Stable Audio utilizes a cutting-edge latent diffusion architecture to create original music compositions from simple text prompts in just seconds. The model was trained on over 800,000 audio samples and can generate 45-90 second tracks with rich instrumentation and production value.
Early audio samples from Stability AI demonstrate Stable Audio's capacity to produce stylistically diverse music like trance, ambient soundscapes, and drum solos based on descriptive prompts. The quality and coherence of these AI-generated tracks are lightyears ahead of previous text-to-audio models like Google's MusicLM and Meta's Audiocraft.
By producing music at CD-quality 44.1kHz sampling rate, Stable Audio opens up possibilities for AI music generation to be used commercially. The incredibly fast inference time also makes it feasible to use Stable Audio tracks as background audio for AI-generated videos, games, and other multimedia projects.

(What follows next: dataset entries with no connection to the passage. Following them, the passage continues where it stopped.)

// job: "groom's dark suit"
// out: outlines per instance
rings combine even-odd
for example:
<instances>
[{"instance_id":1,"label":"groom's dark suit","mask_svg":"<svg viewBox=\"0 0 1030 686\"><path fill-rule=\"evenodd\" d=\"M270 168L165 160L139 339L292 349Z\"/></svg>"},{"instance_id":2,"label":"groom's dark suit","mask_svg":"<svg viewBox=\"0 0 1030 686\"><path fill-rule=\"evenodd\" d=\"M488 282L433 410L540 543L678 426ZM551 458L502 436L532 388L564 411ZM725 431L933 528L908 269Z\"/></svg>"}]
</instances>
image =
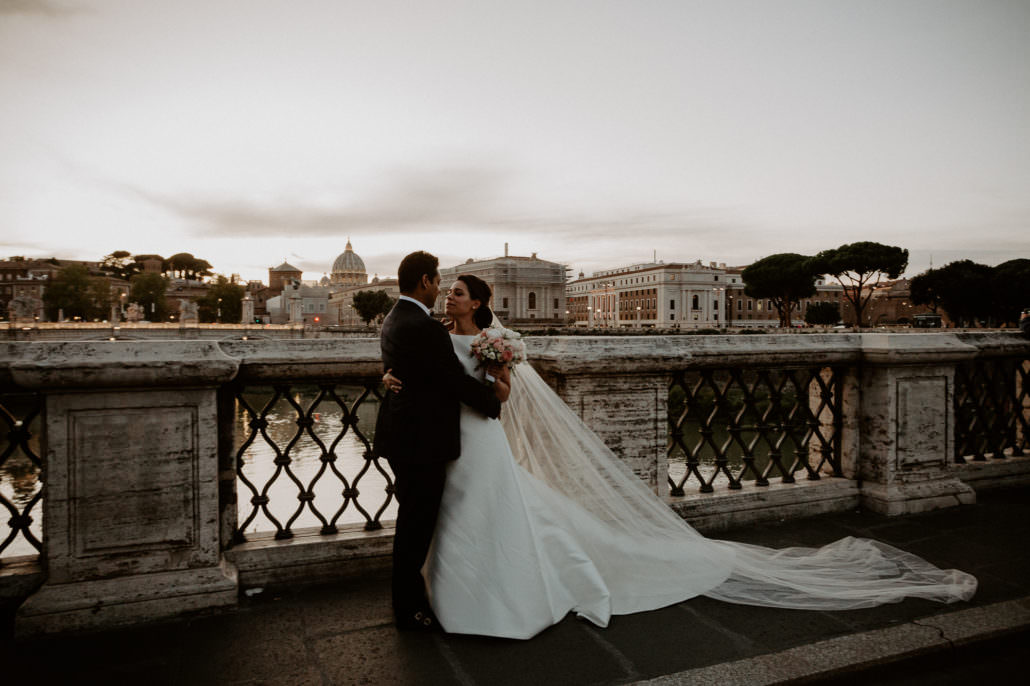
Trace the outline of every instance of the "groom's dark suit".
<instances>
[{"instance_id":1,"label":"groom's dark suit","mask_svg":"<svg viewBox=\"0 0 1030 686\"><path fill-rule=\"evenodd\" d=\"M403 383L379 406L373 452L394 473L398 510L393 542L393 607L398 622L428 610L422 565L436 529L448 461L461 455L460 403L488 417L501 404L465 373L443 324L398 300L383 321L383 366Z\"/></svg>"}]
</instances>

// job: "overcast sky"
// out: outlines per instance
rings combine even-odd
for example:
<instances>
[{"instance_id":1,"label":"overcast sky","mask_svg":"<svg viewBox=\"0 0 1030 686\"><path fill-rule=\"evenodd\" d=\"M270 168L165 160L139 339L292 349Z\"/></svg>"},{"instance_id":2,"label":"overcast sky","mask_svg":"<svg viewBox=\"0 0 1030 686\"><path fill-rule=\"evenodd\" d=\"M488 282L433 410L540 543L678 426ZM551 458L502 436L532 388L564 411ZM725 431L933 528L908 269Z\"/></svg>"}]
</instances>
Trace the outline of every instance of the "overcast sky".
<instances>
[{"instance_id":1,"label":"overcast sky","mask_svg":"<svg viewBox=\"0 0 1030 686\"><path fill-rule=\"evenodd\" d=\"M0 0L0 256L1030 257L1030 0Z\"/></svg>"}]
</instances>

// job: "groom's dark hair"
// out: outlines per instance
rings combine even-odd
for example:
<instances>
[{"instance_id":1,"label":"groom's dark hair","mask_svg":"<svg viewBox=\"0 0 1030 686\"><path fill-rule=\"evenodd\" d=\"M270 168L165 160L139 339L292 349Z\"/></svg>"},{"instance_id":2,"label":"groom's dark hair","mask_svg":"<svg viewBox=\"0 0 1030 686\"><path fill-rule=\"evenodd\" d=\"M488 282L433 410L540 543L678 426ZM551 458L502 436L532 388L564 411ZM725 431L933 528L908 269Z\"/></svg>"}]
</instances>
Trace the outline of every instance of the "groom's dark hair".
<instances>
[{"instance_id":1,"label":"groom's dark hair","mask_svg":"<svg viewBox=\"0 0 1030 686\"><path fill-rule=\"evenodd\" d=\"M397 288L401 293L414 293L425 274L432 281L439 273L440 260L424 250L413 252L397 267Z\"/></svg>"}]
</instances>

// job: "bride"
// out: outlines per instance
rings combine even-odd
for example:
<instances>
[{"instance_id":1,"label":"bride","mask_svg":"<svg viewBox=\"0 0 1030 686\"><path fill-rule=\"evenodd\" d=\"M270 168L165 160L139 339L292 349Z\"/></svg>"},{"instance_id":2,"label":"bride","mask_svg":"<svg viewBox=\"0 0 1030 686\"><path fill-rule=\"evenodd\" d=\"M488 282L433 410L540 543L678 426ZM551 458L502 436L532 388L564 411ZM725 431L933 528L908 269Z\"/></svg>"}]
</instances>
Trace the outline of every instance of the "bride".
<instances>
[{"instance_id":1,"label":"bride","mask_svg":"<svg viewBox=\"0 0 1030 686\"><path fill-rule=\"evenodd\" d=\"M501 420L462 406L423 574L448 632L530 638L570 611L613 614L705 595L765 607L846 610L906 597L968 600L976 579L868 539L776 550L705 538L657 498L528 365L478 366L470 346L497 326L490 289L461 275L447 293L452 343L469 374L509 393ZM387 373L387 388L402 379ZM510 387L506 388L506 387ZM499 395L503 395L500 393Z\"/></svg>"}]
</instances>

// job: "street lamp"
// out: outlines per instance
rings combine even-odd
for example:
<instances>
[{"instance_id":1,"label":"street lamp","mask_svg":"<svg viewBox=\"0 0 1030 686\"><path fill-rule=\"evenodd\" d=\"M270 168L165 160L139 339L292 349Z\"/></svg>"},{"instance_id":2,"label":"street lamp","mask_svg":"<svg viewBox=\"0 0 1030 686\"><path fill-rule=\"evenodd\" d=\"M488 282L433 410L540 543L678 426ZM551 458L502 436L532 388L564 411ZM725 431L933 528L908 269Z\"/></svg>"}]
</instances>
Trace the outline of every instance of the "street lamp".
<instances>
[{"instance_id":1,"label":"street lamp","mask_svg":"<svg viewBox=\"0 0 1030 686\"><path fill-rule=\"evenodd\" d=\"M222 299L218 299L218 323L222 322Z\"/></svg>"},{"instance_id":2,"label":"street lamp","mask_svg":"<svg viewBox=\"0 0 1030 686\"><path fill-rule=\"evenodd\" d=\"M637 328L640 328L640 305L637 305Z\"/></svg>"}]
</instances>

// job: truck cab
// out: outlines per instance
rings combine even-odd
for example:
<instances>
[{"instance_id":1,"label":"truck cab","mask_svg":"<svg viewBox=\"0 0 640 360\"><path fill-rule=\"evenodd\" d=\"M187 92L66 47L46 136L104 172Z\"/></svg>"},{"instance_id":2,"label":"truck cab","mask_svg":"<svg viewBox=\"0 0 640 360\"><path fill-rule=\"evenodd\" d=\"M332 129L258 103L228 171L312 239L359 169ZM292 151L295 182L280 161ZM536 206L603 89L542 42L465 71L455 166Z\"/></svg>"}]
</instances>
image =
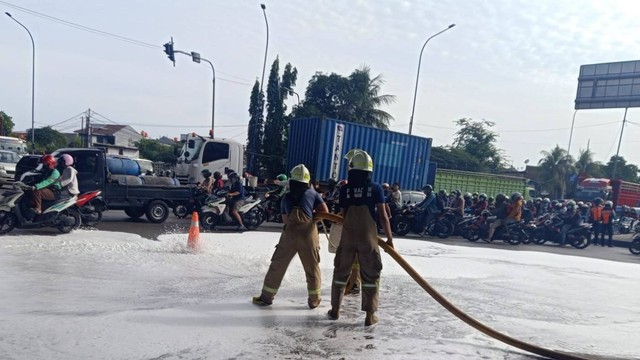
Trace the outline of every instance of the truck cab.
<instances>
[{"instance_id":1,"label":"truck cab","mask_svg":"<svg viewBox=\"0 0 640 360\"><path fill-rule=\"evenodd\" d=\"M180 184L195 184L204 179L200 173L204 169L221 174L232 169L242 176L243 163L244 148L239 142L192 133L178 154L175 174Z\"/></svg>"}]
</instances>

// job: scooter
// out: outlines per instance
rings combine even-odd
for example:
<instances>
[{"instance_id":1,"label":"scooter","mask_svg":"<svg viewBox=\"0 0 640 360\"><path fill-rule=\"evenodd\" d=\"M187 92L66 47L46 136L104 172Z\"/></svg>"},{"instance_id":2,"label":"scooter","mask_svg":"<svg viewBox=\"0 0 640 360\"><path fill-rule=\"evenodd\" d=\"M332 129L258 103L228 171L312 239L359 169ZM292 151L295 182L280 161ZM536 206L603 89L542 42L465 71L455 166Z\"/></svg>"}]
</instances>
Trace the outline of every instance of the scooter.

While the free version of Stable Audio limits users to 45 second clips, the Pro subscription enables generating 90 seconds of downloadable audio for commercial use. This monetization model follows Stability AI's approach with DALL-E 2 image generation.
The launch of Stable Audio accelerates the democratization of music composition through AI. As these models continue to rapidly improve, AI-generated music may come to dominate many commercial applications. Stable Audio represents a breakthrough that brings us significantly closer to that future.